Sanders Allix M, Kale Tejaswini S, Katz Howard E, Tovar John D
Department of Chemistry, Krieger School of Arts and Sciences, Department of Materials Science and Engineering, Whiting School of Engineering, Institute of NanoBioTechnology, Johns Hopkins University, 3400 N. Charles Street, Baltimore, Maryland 21218, United States.
ACS Omega. 2017 Feb 7;2(2):409-419. doi: 10.1021/acsomega.6b00414. eCollection 2017 Feb 28.
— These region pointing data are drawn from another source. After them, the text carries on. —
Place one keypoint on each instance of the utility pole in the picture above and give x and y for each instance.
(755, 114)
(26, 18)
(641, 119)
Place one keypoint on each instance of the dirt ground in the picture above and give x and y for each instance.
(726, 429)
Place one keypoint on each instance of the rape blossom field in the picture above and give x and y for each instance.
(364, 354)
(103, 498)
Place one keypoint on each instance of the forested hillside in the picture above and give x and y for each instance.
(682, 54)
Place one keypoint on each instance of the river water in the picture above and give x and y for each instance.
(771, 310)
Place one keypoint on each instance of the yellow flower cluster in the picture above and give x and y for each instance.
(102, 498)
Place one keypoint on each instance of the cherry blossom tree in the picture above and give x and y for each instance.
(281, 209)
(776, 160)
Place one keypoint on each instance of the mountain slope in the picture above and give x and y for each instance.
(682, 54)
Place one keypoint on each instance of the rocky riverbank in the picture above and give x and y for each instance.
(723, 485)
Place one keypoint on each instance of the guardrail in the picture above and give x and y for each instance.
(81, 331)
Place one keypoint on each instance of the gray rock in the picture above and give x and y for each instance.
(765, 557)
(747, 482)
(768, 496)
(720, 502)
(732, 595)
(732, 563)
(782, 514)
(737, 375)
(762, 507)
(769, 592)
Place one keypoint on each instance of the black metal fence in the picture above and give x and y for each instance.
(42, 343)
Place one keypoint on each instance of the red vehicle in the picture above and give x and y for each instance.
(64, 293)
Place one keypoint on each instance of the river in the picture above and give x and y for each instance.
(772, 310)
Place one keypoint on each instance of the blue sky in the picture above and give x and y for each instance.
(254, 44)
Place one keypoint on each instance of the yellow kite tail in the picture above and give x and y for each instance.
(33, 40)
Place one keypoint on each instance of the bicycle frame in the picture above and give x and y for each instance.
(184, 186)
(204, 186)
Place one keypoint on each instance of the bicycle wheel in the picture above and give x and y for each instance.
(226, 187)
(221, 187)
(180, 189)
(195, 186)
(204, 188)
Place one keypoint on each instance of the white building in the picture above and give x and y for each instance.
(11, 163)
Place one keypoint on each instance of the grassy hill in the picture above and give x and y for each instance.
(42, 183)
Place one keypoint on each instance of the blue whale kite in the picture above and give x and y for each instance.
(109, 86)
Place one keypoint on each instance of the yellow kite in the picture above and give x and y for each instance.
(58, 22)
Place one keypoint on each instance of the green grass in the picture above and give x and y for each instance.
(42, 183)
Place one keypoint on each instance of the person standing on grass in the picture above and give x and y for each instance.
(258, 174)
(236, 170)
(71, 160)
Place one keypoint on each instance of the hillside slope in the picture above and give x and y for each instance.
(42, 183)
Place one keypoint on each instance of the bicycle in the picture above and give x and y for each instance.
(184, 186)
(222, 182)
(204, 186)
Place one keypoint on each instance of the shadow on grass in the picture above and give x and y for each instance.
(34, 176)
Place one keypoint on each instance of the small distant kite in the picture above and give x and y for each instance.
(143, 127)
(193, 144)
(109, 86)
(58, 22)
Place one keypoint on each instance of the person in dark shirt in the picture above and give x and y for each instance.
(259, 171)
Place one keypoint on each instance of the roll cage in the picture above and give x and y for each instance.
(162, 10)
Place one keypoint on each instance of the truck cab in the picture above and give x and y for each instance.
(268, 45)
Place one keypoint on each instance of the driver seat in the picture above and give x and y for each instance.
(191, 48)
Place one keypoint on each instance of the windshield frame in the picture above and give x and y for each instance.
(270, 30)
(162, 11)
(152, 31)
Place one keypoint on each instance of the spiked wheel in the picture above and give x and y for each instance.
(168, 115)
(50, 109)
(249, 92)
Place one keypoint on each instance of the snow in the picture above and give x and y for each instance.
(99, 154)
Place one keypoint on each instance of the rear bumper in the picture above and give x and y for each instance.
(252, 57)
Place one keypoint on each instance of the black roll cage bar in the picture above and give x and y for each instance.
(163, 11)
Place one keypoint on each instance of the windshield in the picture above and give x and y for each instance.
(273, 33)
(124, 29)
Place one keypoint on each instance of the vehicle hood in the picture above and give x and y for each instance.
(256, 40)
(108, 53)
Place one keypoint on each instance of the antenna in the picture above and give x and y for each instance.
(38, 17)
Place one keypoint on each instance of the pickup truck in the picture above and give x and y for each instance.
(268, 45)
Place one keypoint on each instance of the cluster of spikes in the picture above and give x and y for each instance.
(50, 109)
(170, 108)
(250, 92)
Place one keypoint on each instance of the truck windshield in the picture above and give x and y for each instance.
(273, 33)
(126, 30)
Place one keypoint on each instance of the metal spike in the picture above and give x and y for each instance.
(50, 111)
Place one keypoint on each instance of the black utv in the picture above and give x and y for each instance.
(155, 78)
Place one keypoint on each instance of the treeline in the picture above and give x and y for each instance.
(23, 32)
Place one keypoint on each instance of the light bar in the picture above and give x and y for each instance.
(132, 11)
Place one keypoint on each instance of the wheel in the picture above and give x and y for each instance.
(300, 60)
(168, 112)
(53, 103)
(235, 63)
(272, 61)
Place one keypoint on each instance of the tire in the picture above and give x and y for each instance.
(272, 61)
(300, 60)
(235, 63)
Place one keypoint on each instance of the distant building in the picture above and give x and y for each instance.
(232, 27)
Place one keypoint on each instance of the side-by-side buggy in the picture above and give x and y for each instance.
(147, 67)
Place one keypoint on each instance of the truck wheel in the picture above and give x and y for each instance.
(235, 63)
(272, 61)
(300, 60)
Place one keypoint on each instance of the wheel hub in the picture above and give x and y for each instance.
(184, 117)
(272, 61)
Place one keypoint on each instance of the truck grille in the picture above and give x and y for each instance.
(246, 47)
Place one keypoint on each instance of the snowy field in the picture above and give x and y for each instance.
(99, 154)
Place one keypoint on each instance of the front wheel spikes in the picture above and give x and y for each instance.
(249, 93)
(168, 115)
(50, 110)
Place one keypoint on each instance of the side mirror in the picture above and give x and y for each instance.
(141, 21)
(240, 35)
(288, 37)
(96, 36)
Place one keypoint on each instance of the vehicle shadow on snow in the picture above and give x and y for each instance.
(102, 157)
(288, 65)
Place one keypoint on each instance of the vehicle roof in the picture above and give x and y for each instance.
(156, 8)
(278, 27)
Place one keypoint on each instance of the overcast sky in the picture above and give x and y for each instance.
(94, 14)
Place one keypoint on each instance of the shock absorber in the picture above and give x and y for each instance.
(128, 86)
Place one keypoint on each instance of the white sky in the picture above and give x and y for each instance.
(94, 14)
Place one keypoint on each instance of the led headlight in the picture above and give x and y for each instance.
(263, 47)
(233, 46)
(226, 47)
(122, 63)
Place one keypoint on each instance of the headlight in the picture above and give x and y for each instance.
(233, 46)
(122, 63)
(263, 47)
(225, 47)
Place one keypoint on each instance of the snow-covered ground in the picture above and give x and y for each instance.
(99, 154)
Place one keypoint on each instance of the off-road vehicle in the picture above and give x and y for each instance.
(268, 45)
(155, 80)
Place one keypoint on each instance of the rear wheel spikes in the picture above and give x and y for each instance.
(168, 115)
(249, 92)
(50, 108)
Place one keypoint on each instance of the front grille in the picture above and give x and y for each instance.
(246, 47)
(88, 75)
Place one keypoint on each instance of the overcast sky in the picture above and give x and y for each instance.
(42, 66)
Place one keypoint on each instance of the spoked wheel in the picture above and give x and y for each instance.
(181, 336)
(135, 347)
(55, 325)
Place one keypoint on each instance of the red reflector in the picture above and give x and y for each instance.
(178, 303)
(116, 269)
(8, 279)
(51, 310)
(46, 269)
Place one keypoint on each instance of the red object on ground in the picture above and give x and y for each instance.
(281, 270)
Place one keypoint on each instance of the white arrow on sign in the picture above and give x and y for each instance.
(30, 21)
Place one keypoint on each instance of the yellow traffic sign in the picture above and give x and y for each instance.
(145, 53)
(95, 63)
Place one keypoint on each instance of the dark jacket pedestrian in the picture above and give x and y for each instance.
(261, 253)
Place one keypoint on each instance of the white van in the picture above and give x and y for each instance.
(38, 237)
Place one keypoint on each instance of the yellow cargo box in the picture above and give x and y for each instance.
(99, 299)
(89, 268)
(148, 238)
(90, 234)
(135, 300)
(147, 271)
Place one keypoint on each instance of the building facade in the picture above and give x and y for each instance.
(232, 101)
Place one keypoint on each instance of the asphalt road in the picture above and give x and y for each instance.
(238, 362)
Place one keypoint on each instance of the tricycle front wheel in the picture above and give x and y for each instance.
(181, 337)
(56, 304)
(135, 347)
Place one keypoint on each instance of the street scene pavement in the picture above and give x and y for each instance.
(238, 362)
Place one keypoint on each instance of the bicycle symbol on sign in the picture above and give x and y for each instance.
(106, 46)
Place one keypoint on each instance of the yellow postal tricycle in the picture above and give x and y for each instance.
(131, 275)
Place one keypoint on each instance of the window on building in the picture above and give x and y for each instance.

We present a completely solid-phase synthetic strategy to create three- and four-fold peptide-appended π-electron molecules, where the multivalent oligopeptide presentation is dictated by the symmetries of reactive handles placed on discotic π-conjugated cores. Carboxylic acid and anhydride groups were viable amidation and imidation partners, respectively, and oligomeric π-electron discotic cores were prepared through Pd-catalyzed cross-couplings. Due to intermolecular hydrogen bonding between the three or four peptide axes, these π-peptide hybrids self-assemble into robust one-dimensional nanostructures with high aspect ratios in aqueous solution. The preparation of these systems via solid-phase methods will be detailed along with their self-assembly properties, as revealed by steady-state spectroscopy and transmission electron microscopy and electrical characterization using field-effect transistor measurements.
我们提出了一种完全固相合成策略,用于构建三肽和四肽连接的π电子分子,其中多价寡肽的呈现由置于盘状π共轭核心上的反应性手柄的对称性决定。羧酸和酸酐基团分别是可行的酰胺化和亚胺化伙伴,通过钯催化的交叉偶联制备了寡聚π电子盘状核心。由于三个或四个肽轴之间的分子间氢键作用,这些π-肽杂化物在水溶液中自组装成具有高纵横比的坚固一维纳米结构。将详细介绍通过固相方法制备这些体系及其自组装性质,稳态光谱、透射电子显微镜以及使用场效应晶体管测量进行的电学表征揭示了这些性质。